Era mi primera Nochebuena en España, salí a la terraza y empecé a observar el mar y como el cielo de atrás se oscurecía.
No llevaba ni un mes en mi nueva casa, pero ya habría podido contar muchas cosas desde mi llegada.
Había empezado un curso de castellano, ya tenía un nivel bastante bueno, pero quería mejorarlo, así me apunté a un B1; después de la primera clase el profesor quiso hablar conmigo, él mismo me sugirió cambiar de clase y pasarme directamente al B2; en aquel momento me sentí halagada, no pensaba conocer tan bien el idioma español.
Cuando no tenía clase paseaba con mi perrita por el pueblecito, vivía a unos quince kilómetros de Valencia Capital y a unos cinco minutos andando de la playa, era una zona muy veraniega, pero para vivir todo el año parecía genial.
Aprendí a donde llevaban todas las calles y ya había conocido a fondo todos los pasillos del supermercado y ya no tardaba una hora buscando los ingredientes para hacer una lasaña.
Me pareció impresionante que ya era diciembre, pero aún paseaba por la playa solo con la sudadera y un par de pantalones de otoño; hablaba con mis tías y me contaban que allí había nevado.
-Aquí no pienso nevará ni este año, ni el próximo - le dije en una videollamada; la verdad que adoraba la nieve, pero aún más poder ir a la playa y dar un paseo sin morirme de frío.
Por suerte nuestros objetos llegaron antes de Navidad y pude hacer el árbol con sus bolitas y poner luces por toda la casa.
Aquella noche pensaba que cuando era pequeña siempre tenía algo que pedir a Papá Noel, que era un juego o un reno, sí, cada año pedía un ciervo navideño hablante y puntualmente en cada navidad no llegaba.
Aquel año, en mi nueva casa, en mi nuevo pueblo, sin conocer a nadie y sola con mi madre y Cami, sentía que no tenía nada que pedir, ya tenía todo lo que deseaba y estaba en el lugar de mis sueños. Aquella noche no hacía falta que Papá Noel pasase por mi casa.

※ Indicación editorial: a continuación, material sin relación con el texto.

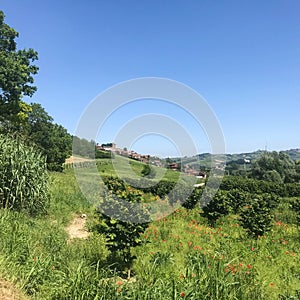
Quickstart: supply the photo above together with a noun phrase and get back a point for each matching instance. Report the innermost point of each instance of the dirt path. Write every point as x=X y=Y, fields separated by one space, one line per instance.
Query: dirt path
x=9 y=292
x=76 y=228
x=75 y=159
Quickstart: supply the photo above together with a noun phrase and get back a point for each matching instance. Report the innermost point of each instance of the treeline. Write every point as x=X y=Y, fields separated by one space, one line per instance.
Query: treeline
x=29 y=122
x=83 y=147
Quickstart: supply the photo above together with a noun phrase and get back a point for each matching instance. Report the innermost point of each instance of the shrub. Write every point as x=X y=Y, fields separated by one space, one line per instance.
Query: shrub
x=257 y=216
x=23 y=177
x=217 y=207
x=123 y=224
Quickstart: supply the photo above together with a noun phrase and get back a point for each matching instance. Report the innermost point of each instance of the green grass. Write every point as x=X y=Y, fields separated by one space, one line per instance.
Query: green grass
x=181 y=256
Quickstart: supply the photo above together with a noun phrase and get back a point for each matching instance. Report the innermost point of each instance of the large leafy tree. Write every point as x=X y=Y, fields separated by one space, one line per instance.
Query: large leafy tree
x=53 y=140
x=16 y=78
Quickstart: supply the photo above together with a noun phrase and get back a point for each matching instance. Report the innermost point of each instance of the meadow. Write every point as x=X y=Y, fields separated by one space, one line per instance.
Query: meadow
x=180 y=256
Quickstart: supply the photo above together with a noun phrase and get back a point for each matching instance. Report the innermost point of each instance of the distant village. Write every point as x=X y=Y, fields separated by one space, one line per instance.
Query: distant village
x=148 y=159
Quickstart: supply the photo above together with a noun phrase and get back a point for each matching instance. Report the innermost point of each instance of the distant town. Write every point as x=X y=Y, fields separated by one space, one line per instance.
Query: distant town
x=148 y=159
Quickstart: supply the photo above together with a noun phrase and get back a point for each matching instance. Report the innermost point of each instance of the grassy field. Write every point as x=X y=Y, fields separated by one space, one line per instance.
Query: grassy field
x=180 y=257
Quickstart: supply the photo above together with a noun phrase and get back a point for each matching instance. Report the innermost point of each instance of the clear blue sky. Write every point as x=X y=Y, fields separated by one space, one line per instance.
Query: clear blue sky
x=243 y=57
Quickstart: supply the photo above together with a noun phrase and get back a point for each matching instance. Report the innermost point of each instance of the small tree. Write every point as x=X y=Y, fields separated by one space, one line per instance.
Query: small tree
x=217 y=207
x=123 y=223
x=148 y=171
x=257 y=216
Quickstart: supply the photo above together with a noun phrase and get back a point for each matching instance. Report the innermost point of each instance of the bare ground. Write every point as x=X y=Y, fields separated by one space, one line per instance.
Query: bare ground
x=76 y=228
x=75 y=159
x=9 y=292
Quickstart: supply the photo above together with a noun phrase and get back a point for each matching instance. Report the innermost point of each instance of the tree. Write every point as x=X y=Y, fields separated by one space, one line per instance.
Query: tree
x=16 y=78
x=123 y=222
x=52 y=139
x=148 y=171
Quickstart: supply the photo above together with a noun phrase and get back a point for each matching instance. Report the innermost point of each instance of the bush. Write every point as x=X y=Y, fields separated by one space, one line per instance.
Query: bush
x=123 y=223
x=256 y=216
x=23 y=177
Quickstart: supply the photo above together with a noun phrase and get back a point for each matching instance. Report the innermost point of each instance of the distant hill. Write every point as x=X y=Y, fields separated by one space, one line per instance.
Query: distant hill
x=203 y=160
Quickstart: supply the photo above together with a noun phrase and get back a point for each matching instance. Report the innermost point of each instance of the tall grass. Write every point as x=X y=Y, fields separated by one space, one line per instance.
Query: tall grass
x=23 y=177
x=181 y=257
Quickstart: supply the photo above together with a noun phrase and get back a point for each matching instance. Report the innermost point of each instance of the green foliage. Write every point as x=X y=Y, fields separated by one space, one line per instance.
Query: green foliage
x=148 y=171
x=23 y=177
x=104 y=154
x=123 y=222
x=83 y=147
x=295 y=206
x=217 y=207
x=257 y=215
x=52 y=139
x=16 y=70
x=254 y=186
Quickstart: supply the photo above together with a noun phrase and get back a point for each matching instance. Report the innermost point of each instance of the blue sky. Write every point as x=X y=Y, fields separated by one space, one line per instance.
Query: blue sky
x=243 y=57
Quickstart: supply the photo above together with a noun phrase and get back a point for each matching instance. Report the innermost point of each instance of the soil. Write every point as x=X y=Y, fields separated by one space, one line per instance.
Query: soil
x=76 y=228
x=9 y=292
x=75 y=159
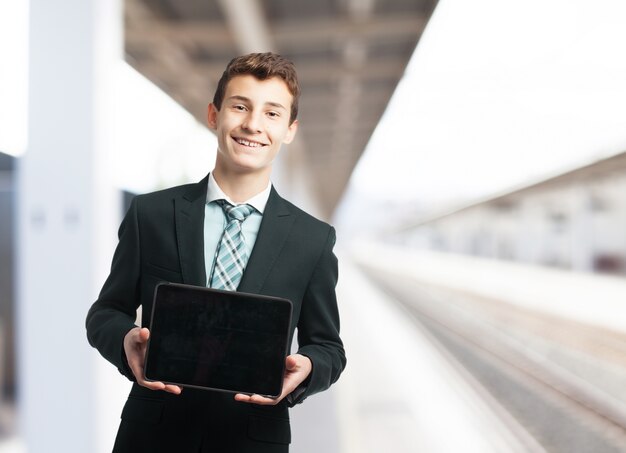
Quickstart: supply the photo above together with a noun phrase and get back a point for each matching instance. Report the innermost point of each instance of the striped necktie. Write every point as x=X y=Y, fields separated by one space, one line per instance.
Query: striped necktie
x=232 y=255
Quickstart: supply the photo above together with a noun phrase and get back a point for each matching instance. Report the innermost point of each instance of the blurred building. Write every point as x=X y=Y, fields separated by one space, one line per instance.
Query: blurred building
x=575 y=220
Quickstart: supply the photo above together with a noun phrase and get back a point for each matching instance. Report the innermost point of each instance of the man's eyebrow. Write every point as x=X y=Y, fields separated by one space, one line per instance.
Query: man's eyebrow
x=237 y=97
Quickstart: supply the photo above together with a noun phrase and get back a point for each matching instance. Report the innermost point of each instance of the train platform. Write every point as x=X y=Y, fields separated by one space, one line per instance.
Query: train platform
x=401 y=392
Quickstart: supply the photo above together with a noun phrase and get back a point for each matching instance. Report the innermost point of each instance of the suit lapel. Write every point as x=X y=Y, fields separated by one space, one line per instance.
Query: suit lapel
x=273 y=232
x=189 y=212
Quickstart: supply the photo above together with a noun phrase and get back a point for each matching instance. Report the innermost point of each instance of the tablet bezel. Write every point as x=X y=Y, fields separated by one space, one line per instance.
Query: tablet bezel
x=231 y=297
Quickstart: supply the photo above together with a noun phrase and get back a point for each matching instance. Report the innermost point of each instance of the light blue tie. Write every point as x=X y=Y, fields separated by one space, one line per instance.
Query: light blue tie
x=232 y=254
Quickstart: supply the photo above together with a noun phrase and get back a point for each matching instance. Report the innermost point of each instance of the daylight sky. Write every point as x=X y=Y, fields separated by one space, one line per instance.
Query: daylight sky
x=497 y=94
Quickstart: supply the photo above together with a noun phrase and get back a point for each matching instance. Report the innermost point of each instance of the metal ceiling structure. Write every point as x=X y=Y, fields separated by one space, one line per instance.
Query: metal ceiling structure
x=350 y=55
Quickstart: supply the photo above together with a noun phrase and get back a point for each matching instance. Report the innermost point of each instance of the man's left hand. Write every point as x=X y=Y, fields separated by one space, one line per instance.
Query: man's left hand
x=298 y=368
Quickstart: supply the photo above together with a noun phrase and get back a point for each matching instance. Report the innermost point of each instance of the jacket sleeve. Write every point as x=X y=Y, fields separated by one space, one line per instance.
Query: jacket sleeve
x=318 y=327
x=111 y=316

-Buenos días, feliz Navidad, cariño - me saludó mi madre cuando me desperté.
-Buenos días y feliz Navidad.
Salí al balcón y había un sol maravilloso, parecía un día de primavera.
-¿Has olido?
-Sí, mamá, el olor a brisa marina - era mi esencia favorita. -¿Te apetece luego dar una vuelta?
-Sí, claro, hoy comemos las sobras de ayer, ¿no?
-Sí, claro - contesté.
Teníamos la costumbre de preparar para Nochebuena una mesa llena de tapitas en grandes cantidades y el resto para el día de Navidad.
Después de haber comido, cogimos la perra y fuimos a la playa.
Me quité las zapatillas y calcetines, la arena era fresquita, pero muy suave; me acerqué a la orilla y las olas estaban muy tranquilas, el mar estaba calmo y silencioso; me aproximé al agua y una ola me cubrió los pies: era fría, pero acogedora.
Nos bañamos hasta las rodillas juntos con Cami y sucesivamente dimos una vuelta por el pequeño puerto que se encontraba en la zona Playa Norte. Había barcos de cualquier tipo: de pesca, lancha rápida, motos de agua y pequeños yachts.
Yo y mi madre estuvimos eligiendo uno para cuando hubiéramos hecho bastante dinero para comprarlo.
-Este me parece pequeño- dijo mirando un yacht.
Me puse a reír, pensando que igual, alguien, lo pensaba de verdad.
El atardecer se estaba presentando con un anaranjado vivo.
La infinidad del mar se estaba oscureciendo y en aquel momento, en un atardecer así, una lágrima me cayó de la mejilla.